The question of heeding the letter had not been discussed, but on the calendar by the pantry Claudette had circled the date in fine blue ink. There was the air of a wake to the way they ate. Neither sipped any from the crystal glasses of water before them, but once their plates were empty they drank without interruption, draining them like children who have come in from a long time outside. When he belched a little she almost smiled, although a correction passed over her face in half a second. In town that day he had bought her the cookies she liked, madeleines dipped in chocolate.

“None for me,” she said when he appeared with the milk-glass platter on which he had arranged them in a fan, and he understood and felt ashamed. There was nothing to celebrate.

They had been prepared, the two of them, to accept some responsibility. Even the modest farmhouse they lived in now in Northern California, the transition from their life before in the south of the state—the lawns of their Spanish Colonial mansion spotted with imported trees, the parties they had gone to every year, the pink and green tamarisk whose feathery branches seemed suited to the ocean floor, the Whitneys’ Valentine’s gala with the sedated lion cubs rented for the evening—had been a concession to this, to the embarrassment of how far each of their daughters had gone from them. It was understood that, for the rest of their lives, there would be no company coming.

On the table she was folding her linen napkin in some elaborate way, to make it look like a bird or a flower, a talent she had been known for in the decades of dinner parties.

THEY FORGOT IT ALL OUTSIDE. In the night the carcass of the chicken in the skillet took on a coat of dew and the fog bloated the madeleines and upstairs their sleep was dreamless under the lights they left on. When he woke up to piss, he saw she was not even using a pillow, that she had her palms tucked under her thighs and one foot slid under the other. He had always known her to be unkempt in her sleep, Claudette, a leg hinged up at the hip in a crazy angle and a hand high above her, and had teased her about it, calling her the colonialist, saying, Could you stay out of my country over here. Tonight she was like an epiphyte, a thing clinging to its host, almost undetectable in the bed.
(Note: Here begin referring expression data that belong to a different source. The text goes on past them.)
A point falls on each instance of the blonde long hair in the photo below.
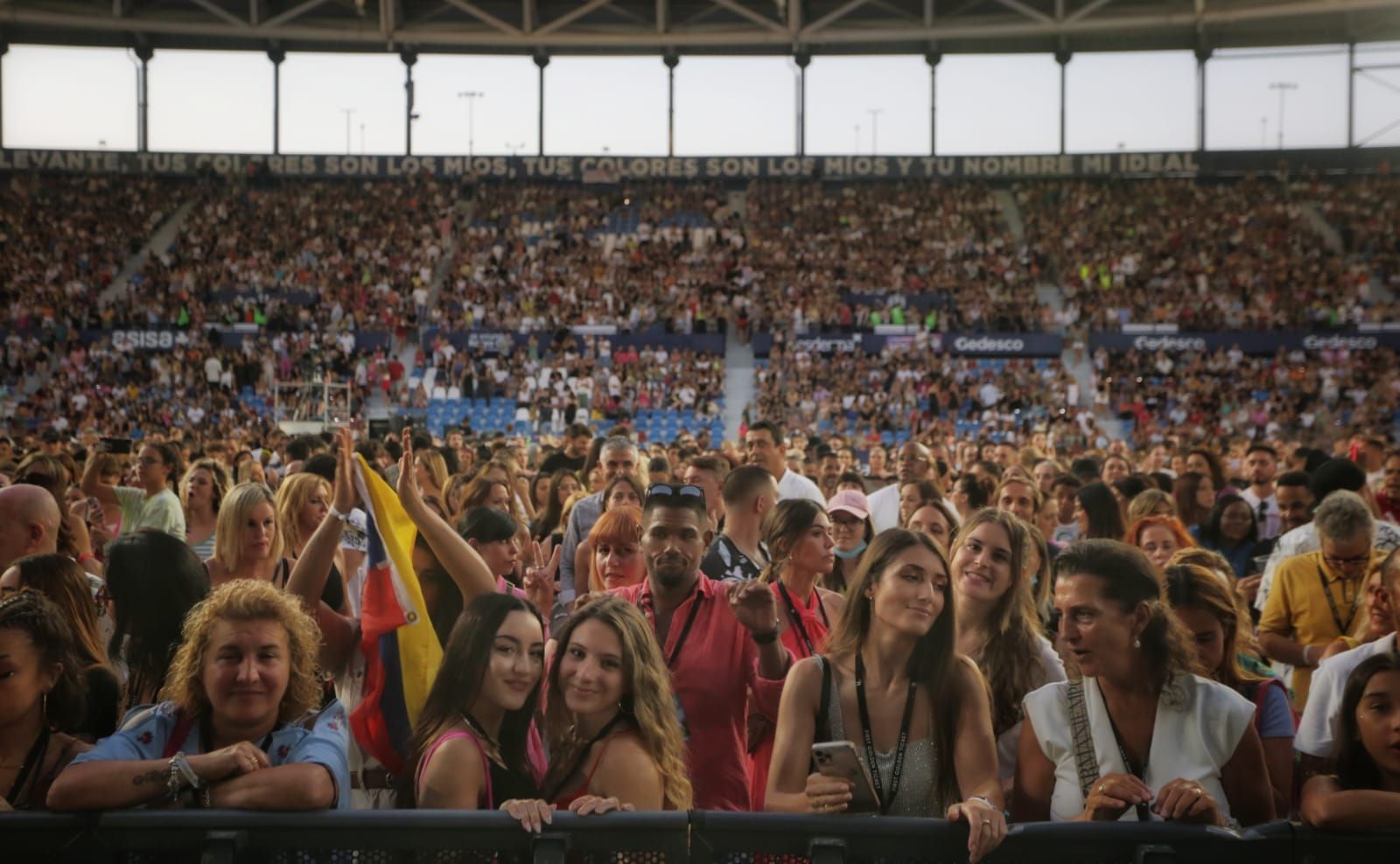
(934, 660)
(648, 700)
(1010, 658)
(291, 497)
(233, 512)
(247, 600)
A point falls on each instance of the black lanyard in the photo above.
(870, 740)
(32, 763)
(583, 756)
(1136, 768)
(797, 618)
(1332, 603)
(685, 628)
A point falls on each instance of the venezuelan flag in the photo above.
(401, 649)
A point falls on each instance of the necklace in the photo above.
(494, 749)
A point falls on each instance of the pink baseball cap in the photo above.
(850, 501)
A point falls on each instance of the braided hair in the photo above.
(37, 617)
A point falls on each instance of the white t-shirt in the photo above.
(884, 508)
(1199, 726)
(797, 485)
(1267, 512)
(1318, 728)
(1052, 670)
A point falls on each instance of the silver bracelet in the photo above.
(191, 777)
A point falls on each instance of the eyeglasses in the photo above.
(665, 490)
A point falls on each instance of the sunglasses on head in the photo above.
(665, 490)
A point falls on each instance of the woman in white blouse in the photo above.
(998, 624)
(1138, 735)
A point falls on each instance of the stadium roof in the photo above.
(765, 27)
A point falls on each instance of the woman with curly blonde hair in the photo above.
(234, 730)
(611, 719)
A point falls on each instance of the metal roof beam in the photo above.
(836, 14)
(485, 17)
(1028, 11)
(291, 14)
(1084, 11)
(214, 9)
(1166, 21)
(752, 16)
(571, 16)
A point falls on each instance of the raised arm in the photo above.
(459, 560)
(308, 576)
(93, 484)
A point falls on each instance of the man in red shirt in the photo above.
(1388, 498)
(720, 642)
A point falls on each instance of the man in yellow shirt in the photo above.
(1320, 597)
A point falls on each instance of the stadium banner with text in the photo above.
(1253, 343)
(613, 170)
(494, 341)
(168, 338)
(970, 345)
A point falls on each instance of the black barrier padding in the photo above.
(696, 838)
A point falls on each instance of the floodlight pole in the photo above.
(1351, 94)
(541, 60)
(1063, 59)
(410, 60)
(144, 55)
(1283, 87)
(933, 59)
(472, 95)
(276, 56)
(1201, 56)
(4, 49)
(802, 59)
(671, 59)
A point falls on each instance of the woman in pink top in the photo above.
(611, 721)
(469, 749)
In the morning they each kept a leash to the other, never drifting from earshot. He was very aware of the radio that was usually on, local and national and weather, the detailed forecast that usually filled the rooms of the house. By the afternoon he was unable to concentrate on the most minor of tasks, some paperwork sent over by the accountant or the crossword puzzle folded back on his knee where he sat on the porch, and he called to her. “Trip into town,” he said. Somehow he had adopted the belief that the news of their daughter, whatever it was, had their address, would reach them at home. The thought of a drive was a comfort. “A matinee,” he said. “We’ll drive by the theater and see.” Implicit in this was that they could not check the listings in the paper.

They floated down the hill with the windows up and his foot never pressing the gas, Claudette in a dress he hadn’t seen in thirty years, navy silk padded at the shoulders. She was a woman whose younger self had been eaten angrily by the older. He no longer knew her by her face or body but by how she used them, a way of crossing her feet when she didn’t approve, tipping her forehead back to consider an alternative.

There was a soap she wanted and she asked if he would stop at the market first, and he waited in the car with his seat belt on, the metal of the buckle right in the line of sun and capturing so much heat he could feel it in his gut. She emerged ten minutes later, through the automatic doors installed that year, her purse open and the soap held like a ticket, and he understood from this and how she crossed the lot, her chin buttoned to her neck, hardly lifting her feet, that she knew. On the drive home, the marquee out the window forgotten, he kept telling himself that at the next stop sign, after the next crest of the hill, he would ask her what their daughter had done.